Table 1. Acute Appendicitis: Positive Predictive Errors by Radiologist

 Radiologist False Positives Total Positives 1 1 8 2 4 12 3 2 8 4 3 5 5 5 7 6 2 6 7 2 4

Table 2. Acute Appendicitis: Positive Predictive Errors by Radiologist Group

 Radiologist Group False Positives Total Positives Specialists 7 28 Non- specialists 12 22

One might make a p chart with seven subgroups to compare the radiologists and/or with two subgroups to compare the groups. It is common for time-ordered control charts to have 25 subgroups, in which case the common 3-sigma limits are appropriate. However, for fewer subgroups, 3-sigma limits are too wide to be effective. Recommended values of T for T-sigma limits are given in Table 3.

Table 3. Process Evaluation for Special-cause Variation: Recommended Values of T for T-sigma Limits.*

 # of subgroups T 2 1.5 3-4 2.0 5-9 2.5 10-34 3.0 35-199 3.5 200-1500 4.0

* The tabular values of T may be used for the usual case of "no standard given" with all attribute and variables charts.

A common problem with p charts is that the subgroup sizes are too small to give valid results. The required minimum subgroup size is a function of pBar. For a point to be accepted as valid, a minimum subgroup size of 1/pBar is needed and for a point above the upper control limit to be accepted as valid, a minimum subgroup size of 4/pBar is needed. Here the pBar for the error rate is 0.38 (whether one subgroups the data by radiologist or by radiologist group).

The p chart subgrouped by radiologist (not shown here) shows that the 7 points all fall below the 2.5-sigma upper control limit with the subgroup sizes all adequate (i.e., exceeding the minimum requirement of 1/0.38 = 2.63 rounded up to three).

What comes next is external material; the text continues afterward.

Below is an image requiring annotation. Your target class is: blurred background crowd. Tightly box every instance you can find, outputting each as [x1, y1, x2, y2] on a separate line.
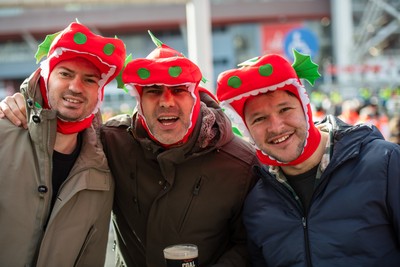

With only this analysis one would be conclude that special-cause variation between radiologists was NOT DEMONSTRATED. This does not mean that no special-cause variation existed -- only that a more powerful method of subgrouping was needed to flush out the lack of statistical control.

Figure 1 is a p chart with 1.5-sigma limits profiling the two radiologist groups on their positive predictive error rate. This chart illuminates the superior performance of the specialists, which should be no surprise. It should be noted that the out-of-control condition is to be accepted as valid since the minimum required subgroup size of 4/0.38 = 10.53 is met.

Figure 1. p Chart Profiling Radiologist Group on Positive Predictive Error Rate, 1.5-sigma Limits

The p chart on individual radiologists had insufficient power to detect any special-cause variation. By subgrouping the seven radiologists into specialists and non-specialists, the larger subgroup sizes provided the increased power needed to detect the special-cause variation.

Should only specialists perform the ultrasound tests?